Proposals to build a huge student village, featuring almost 2,000 beds as well as shopping and leisure facilities on the outskirts of Penryn, hit a stumbling block when councillors refused elements of the plan due to ecological fears.
The Halo Village development, previously known as Penvose, near the Penryn Campus of Falmouth and Exeter universities was given outline permission in 2018 despite planning officers recommending refusal.
The 20 hectare site would see 1,858 beds for students, a park and ride facility, over 600 parking spaces, a 48-bed budget hotel, a pub, restaurant, café and hot food takeaway, a shopping parade, doctor’s surgery, children’s day nursery and sports facilities, including gym, yoga studio.
Reserved matters on appearance, landscaping, layout and scale came before Cornwall Council’s strategic planning committee last Thursday, which heard a lot of opposition to the scheme from members themselves, parish councils and a neighbour of the site who fears his business will be ruined.

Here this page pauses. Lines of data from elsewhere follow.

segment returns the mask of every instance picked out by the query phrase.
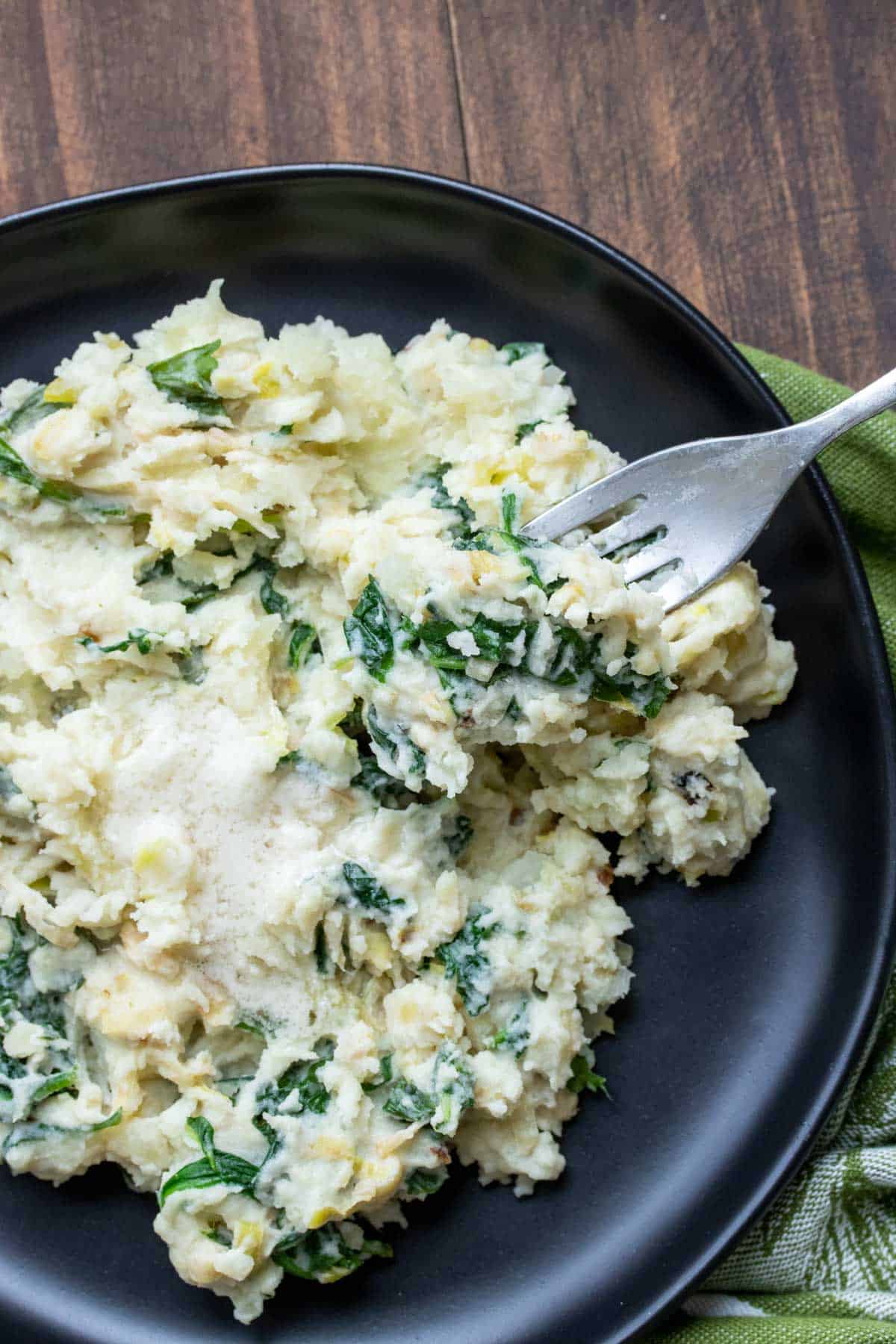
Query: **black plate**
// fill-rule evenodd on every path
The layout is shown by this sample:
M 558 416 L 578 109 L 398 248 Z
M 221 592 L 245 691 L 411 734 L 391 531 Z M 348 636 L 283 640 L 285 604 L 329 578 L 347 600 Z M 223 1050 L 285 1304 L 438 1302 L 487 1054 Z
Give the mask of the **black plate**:
M 43 379 L 97 329 L 130 336 L 227 278 L 270 328 L 325 313 L 398 347 L 446 316 L 547 341 L 579 423 L 627 457 L 767 429 L 780 407 L 631 261 L 535 210 L 382 168 L 251 171 L 51 206 L 0 226 L 0 368 Z M 744 489 L 750 482 L 744 481 Z M 0 1324 L 19 1341 L 609 1344 L 707 1271 L 794 1171 L 856 1059 L 893 931 L 893 703 L 877 622 L 822 478 L 755 551 L 801 672 L 750 754 L 778 790 L 750 860 L 627 906 L 637 981 L 598 1052 L 566 1176 L 517 1202 L 469 1172 L 411 1211 L 395 1259 L 283 1285 L 263 1324 L 187 1288 L 152 1202 L 114 1169 L 62 1189 L 3 1173 Z

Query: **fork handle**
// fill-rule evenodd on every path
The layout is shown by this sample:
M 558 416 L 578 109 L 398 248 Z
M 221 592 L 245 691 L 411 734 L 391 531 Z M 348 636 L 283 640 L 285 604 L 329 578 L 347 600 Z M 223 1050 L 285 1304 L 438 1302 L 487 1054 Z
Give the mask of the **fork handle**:
M 879 415 L 892 406 L 896 406 L 896 368 L 884 374 L 883 378 L 875 379 L 860 392 L 853 392 L 845 402 L 832 406 L 829 411 L 813 415 L 811 419 L 802 421 L 797 426 L 801 448 L 806 454 L 805 461 L 810 462 L 821 453 L 822 448 L 827 448 L 848 429 L 861 425 L 862 421 L 870 419 L 872 415 Z

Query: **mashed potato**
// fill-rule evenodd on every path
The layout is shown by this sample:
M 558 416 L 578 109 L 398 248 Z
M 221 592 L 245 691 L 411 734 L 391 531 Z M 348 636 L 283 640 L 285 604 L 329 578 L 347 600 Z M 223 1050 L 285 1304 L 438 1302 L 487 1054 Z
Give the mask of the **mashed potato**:
M 794 660 L 747 564 L 664 618 L 520 538 L 621 462 L 540 345 L 269 337 L 219 290 L 0 399 L 0 1137 L 118 1163 L 250 1321 L 453 1154 L 560 1175 L 614 864 L 748 851 Z

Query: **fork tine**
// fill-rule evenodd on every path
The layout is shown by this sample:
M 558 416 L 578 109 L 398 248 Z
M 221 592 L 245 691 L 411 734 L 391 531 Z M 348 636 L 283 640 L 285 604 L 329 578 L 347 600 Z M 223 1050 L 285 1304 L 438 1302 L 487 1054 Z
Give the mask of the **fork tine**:
M 592 523 L 603 513 L 622 508 L 639 493 L 638 481 L 643 474 L 642 462 L 643 458 L 638 462 L 630 462 L 618 472 L 604 476 L 603 480 L 576 491 L 575 495 L 570 495 L 568 499 L 527 523 L 520 530 L 520 535 L 536 542 L 552 542 L 556 536 L 564 536 L 576 527 Z
M 649 574 L 662 569 L 664 564 L 670 564 L 672 560 L 677 559 L 680 556 L 672 546 L 666 544 L 665 539 L 654 542 L 622 562 L 622 577 L 626 583 L 637 583 L 638 579 L 645 579 Z

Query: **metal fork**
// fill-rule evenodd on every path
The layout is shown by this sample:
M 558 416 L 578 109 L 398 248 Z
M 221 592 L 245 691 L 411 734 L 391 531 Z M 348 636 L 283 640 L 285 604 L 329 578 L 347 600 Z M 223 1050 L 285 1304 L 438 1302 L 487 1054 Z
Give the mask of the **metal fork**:
M 801 425 L 642 457 L 555 504 L 521 535 L 551 542 L 602 527 L 592 536 L 599 554 L 622 564 L 626 583 L 646 581 L 673 612 L 740 559 L 822 448 L 891 406 L 896 370 Z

Councillors were warned that any highway safety concerns were already addressed when outline permission was granted in 2018, and that matter was simply to seek consent for landscaping, ecology and design. That didn’t stop many councillors addressing road issues and questioning the need for such a development in the “different world we now live in” following the covid pandemic.
Many questioned the safety of a proposed cycle/footpath along the A39 which would run from the site to the Penryn Campus.

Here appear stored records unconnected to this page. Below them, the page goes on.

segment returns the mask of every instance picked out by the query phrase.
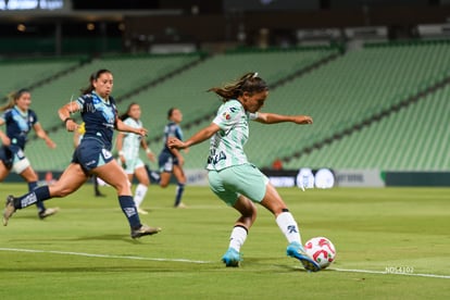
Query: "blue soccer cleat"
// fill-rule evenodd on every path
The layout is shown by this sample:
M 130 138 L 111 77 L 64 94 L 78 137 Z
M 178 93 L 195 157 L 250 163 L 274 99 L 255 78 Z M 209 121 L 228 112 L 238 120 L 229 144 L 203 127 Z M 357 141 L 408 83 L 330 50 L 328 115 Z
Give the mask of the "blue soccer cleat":
M 241 260 L 242 259 L 240 258 L 240 253 L 234 248 L 228 248 L 228 250 L 222 257 L 222 261 L 226 266 L 239 266 Z
M 288 257 L 298 259 L 303 267 L 309 272 L 321 271 L 321 266 L 304 251 L 303 247 L 297 242 L 292 241 L 286 249 Z

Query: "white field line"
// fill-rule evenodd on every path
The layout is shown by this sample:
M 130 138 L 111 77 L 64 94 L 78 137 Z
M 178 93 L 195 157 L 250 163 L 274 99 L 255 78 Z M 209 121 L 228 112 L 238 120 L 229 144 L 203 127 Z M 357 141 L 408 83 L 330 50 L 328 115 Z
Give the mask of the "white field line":
M 13 251 L 13 252 L 29 252 L 29 253 L 51 253 L 62 255 L 77 255 L 86 258 L 102 258 L 102 259 L 125 259 L 125 260 L 137 260 L 137 261 L 157 261 L 157 262 L 185 262 L 185 263 L 211 263 L 208 261 L 193 261 L 185 259 L 154 259 L 154 258 L 142 258 L 142 257 L 129 257 L 129 255 L 110 255 L 110 254 L 93 254 L 84 252 L 68 252 L 68 251 L 52 251 L 52 250 L 33 250 L 33 249 L 17 249 L 17 248 L 0 248 L 0 251 Z
M 213 263 L 211 261 L 196 261 L 196 260 L 187 260 L 187 259 L 159 259 L 159 258 L 142 258 L 142 257 L 129 257 L 129 255 L 123 257 L 123 255 L 93 254 L 93 253 L 84 253 L 84 252 L 52 251 L 52 250 L 18 249 L 18 248 L 0 248 L 0 251 L 28 252 L 28 253 L 50 253 L 50 254 L 61 254 L 61 255 L 77 255 L 77 257 L 86 257 L 86 258 L 124 259 L 124 260 L 157 261 L 157 262 L 183 262 L 183 263 L 197 263 L 197 264 Z M 336 271 L 336 272 L 347 272 L 347 273 L 403 275 L 403 276 L 414 276 L 414 277 L 429 277 L 429 278 L 450 279 L 450 275 L 438 275 L 438 274 L 418 274 L 418 273 L 402 273 L 402 272 L 389 273 L 389 272 L 385 272 L 385 271 L 353 270 L 353 268 L 329 268 L 329 270 L 330 271 Z

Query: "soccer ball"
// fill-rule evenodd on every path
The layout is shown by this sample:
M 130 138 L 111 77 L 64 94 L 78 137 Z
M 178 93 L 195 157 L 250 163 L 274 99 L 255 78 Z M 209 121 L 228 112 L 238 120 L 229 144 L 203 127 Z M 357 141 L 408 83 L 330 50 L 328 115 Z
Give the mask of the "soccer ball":
M 304 251 L 321 266 L 326 268 L 336 258 L 336 248 L 326 237 L 314 237 L 304 243 Z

Ponsanooth parish councillor Lorna Jackson said: “It is difficult to put into a three-minute speech how objectionable this application is. A rural parish faced with a 40-acre island of concrete and Tarmac, which would be one of the largest developments in Cornwall and is totally out of any planning context.
“Of course we accept that planning permission was granted in outline, but that does not mean this application as now presented should be passed by default. There are many aspects to this which create harm and which can be reasons for refusal. You can see in the report that there are outstanding objections from landscape, ecology and the police in terms of site safety. It is not possible to design these concerns out.
The committee voted in favour of refusal on the grounds that “design and layout would lead to the fragmentation of ecologically important hedges” with light spill having an impact on the bat population and ecological value of the site.